Although it can be considered "informal" in the senses of "not formal" or "suited for everyday use," informal attire actually refers to a dress code much more formal than casual wear, a step below Semi-formal wear.
Jeans and a T-shirt have been described as the "casual uniform". With the popularity of spectator sports in the late 20th century, a good deal of athletic gear has influenced casual wear. Clothing worn for manual labor also falls into casual wear.
While utilitarian costume comes to mind first for casual dress, however, there is also a wide range of flamboyance and theatricality. Punk costume is a striking example. Madonna introduced a great deal of lace, jewelry, and cosmetics into casual wear during the 1980s. More recently, hip hop fashion has played up elaborate jewelry and luxurious materials worn in conjunction with athletic gear and the clothing of manual labor.

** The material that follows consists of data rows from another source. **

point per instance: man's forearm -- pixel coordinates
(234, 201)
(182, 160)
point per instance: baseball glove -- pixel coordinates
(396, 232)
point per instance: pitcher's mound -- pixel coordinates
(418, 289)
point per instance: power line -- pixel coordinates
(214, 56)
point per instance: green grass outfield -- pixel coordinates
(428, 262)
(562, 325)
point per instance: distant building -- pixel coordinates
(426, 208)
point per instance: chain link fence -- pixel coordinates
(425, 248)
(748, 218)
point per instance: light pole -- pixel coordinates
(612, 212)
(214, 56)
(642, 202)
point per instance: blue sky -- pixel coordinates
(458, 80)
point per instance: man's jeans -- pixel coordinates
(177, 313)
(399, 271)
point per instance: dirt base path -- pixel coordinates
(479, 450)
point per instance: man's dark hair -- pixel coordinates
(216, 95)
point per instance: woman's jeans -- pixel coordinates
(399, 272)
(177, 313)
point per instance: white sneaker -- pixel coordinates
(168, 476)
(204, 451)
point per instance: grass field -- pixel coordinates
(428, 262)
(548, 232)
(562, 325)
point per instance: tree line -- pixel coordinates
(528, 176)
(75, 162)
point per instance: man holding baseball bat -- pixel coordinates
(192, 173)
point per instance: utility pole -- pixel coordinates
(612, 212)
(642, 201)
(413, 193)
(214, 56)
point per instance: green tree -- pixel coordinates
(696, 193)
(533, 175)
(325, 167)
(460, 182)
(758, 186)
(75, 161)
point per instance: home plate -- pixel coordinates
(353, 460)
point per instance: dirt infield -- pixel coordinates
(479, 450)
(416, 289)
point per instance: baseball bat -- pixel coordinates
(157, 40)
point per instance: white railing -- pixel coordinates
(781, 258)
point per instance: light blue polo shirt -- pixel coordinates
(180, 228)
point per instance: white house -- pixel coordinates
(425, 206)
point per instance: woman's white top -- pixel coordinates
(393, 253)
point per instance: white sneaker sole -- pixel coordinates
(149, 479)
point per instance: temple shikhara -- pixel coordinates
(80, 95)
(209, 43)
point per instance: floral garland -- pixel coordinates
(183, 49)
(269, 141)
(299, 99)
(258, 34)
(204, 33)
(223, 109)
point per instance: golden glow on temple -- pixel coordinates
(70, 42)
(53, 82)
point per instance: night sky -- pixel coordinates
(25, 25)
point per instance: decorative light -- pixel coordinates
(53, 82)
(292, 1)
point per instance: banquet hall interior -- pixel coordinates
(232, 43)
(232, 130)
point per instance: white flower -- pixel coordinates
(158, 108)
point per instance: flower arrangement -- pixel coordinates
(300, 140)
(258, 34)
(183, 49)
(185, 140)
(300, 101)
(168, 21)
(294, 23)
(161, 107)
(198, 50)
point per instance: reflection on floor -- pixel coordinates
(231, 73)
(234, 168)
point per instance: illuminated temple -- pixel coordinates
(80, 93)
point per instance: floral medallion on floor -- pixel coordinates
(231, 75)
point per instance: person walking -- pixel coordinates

Casual wear is typically the dress code in which new forms of gender expression are attempted before being accepted into semi-casual or semi-formal situations. An obvious example is masculine jewelry, which was once considered shocking or titillating even in casual circles, and is now hardly noteworthy in semi-formal situations. Amelia Bloomer introduced trousers (of a sort) for women as a casual alternative to formal hoops and skirts. In a recent mirror image, sarongs and other skirts have been embraced by a few men of the European tradition as a casual alternative to formal trousers. Both of these innovations caused great embarrassment in formal circles.
Skin exposure is most pronounced in casual wear, since it includes all swimwear, but the trend toward female exposure in the 20th century has also pushed the necklines of formal ball gowns ever lower and the skirts of cocktail dresses ever higher. For men, the exposure of shoulders, thighs, and backs is still limited to casual wear.